La douzaine de chansons, devenues autant de classiques rageurs et furieux, que vous avez écrites pour les Sex Pistols sont venues comment ?
Assez spontanément. J’avais toujours griffonné des choses, je lisais beaucoup de poésie, de Keats notamment. Je m’étais même imaginé devenir écrivain. Mais je sentais qu’il manquait toujours quelque chose. C’était la musique. Et ces textes pour les Sex Pistols sont sortis par jets. Ils devaient mûrir au fond de ma cervelle.

Vous connaissez Robin Wil­liams, l’acteur comique qui ne se tait jamais ? C’est comme ça dans ma tête. Je suis en ébullition permanente. Une fois guéri de ma méningite, je me suis juré de ne plus jamais laisser mon cerveau au repos. J’ai écrit le texte de God save the queen presque d’un trait, le temps d’avaler une boîte de baked beans [haricots blancs] ! Une vérité qui ne demandait qu’à jaillir.

Avec les Pistols, le punk divisait le pays, et vous avez été confronté à une autre forme de violence…
J’ai grandi à l’ombre d’Arsenal, le club dont je suis supporter, et une certaine violence ne m’était pas étrangère. Ça pouvait être brutal, mais ça restait presque bon enfant. Avec le punk, une autre violence a été mise au jour. Celle d’une société britannique bâtie sur l’humiliation constante d’une classe ouvrière traitée comme une bande de demeurés.

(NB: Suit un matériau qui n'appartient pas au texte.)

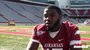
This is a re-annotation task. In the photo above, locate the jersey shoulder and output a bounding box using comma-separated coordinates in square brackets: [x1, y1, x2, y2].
[32, 24, 47, 40]
[33, 24, 47, 36]
[62, 21, 79, 35]
[35, 24, 46, 30]
[62, 21, 78, 30]
[34, 24, 46, 31]
[62, 21, 80, 41]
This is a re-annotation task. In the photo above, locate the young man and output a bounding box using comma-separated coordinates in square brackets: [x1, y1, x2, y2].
[26, 5, 82, 50]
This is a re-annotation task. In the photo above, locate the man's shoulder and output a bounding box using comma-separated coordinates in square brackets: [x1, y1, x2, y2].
[62, 21, 77, 28]
[35, 24, 46, 30]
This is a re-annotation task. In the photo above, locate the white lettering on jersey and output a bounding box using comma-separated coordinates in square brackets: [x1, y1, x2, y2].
[44, 43, 63, 48]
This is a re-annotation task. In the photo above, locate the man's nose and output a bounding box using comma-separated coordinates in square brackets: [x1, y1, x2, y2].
[46, 17, 49, 20]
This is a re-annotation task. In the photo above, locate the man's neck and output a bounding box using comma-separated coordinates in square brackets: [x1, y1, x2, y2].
[49, 22, 61, 32]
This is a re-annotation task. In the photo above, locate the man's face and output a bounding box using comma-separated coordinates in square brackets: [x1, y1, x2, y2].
[43, 8, 61, 30]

Quand j’étais jeune, à Finsbury Park, il y avait une mixité incroyable : des Blancs, des Noirs, des Indiens, des Irlandais, des Anglais, des Grecs, des Turcs, qui s’entendaient très bien. On ne jugeait que les personnalités, pas la couleur ou la nationalité. Tous les gouvernements qui se sont succédé se sont acharnés à détruire cette solidarité.

Le pire étant probablement Tony Blair, avec sa promesse d’un pseudo-New Labour. Ce type n’est qu’un imposteur, un avocat véreux qui ne vaut pas mieux que ceux qui tiennent des officines de paris. En un peu plus éduqué, bien sûr.

Vous sentez-vous relié, aujourd’hui, aux insurgés punk de 1977 ?
La fameuse « classe de 77 » ? Je déteste cette formule. Tout ça, ça vient de Mick Jones, de The Clash. Un type adorable, trop gentil même… Il pense que tous les anciens punks devraient se serrer les coudes. Mais pourquoi ? Je réfute l’idée qu’on était tous dans le même sac. Le punk était justement pour moi la révolte contre la ghettoïsation, et il faudrait en créer une nouvelle ?

Le punk est vite devenu un horrible cliché, juste des pauvres mecs qui s’habillaient tous pareil. Etre punk, c’est trouver sa voie, son style, surtout ne pas suivre bêtement les autres. La même chose s’est produite avec le rap, qui n’est vite devenu qu’un produit commercial à base de clichés, à des années-lumière de l’esprit, marginal et joyeux, du hip-hop des origines.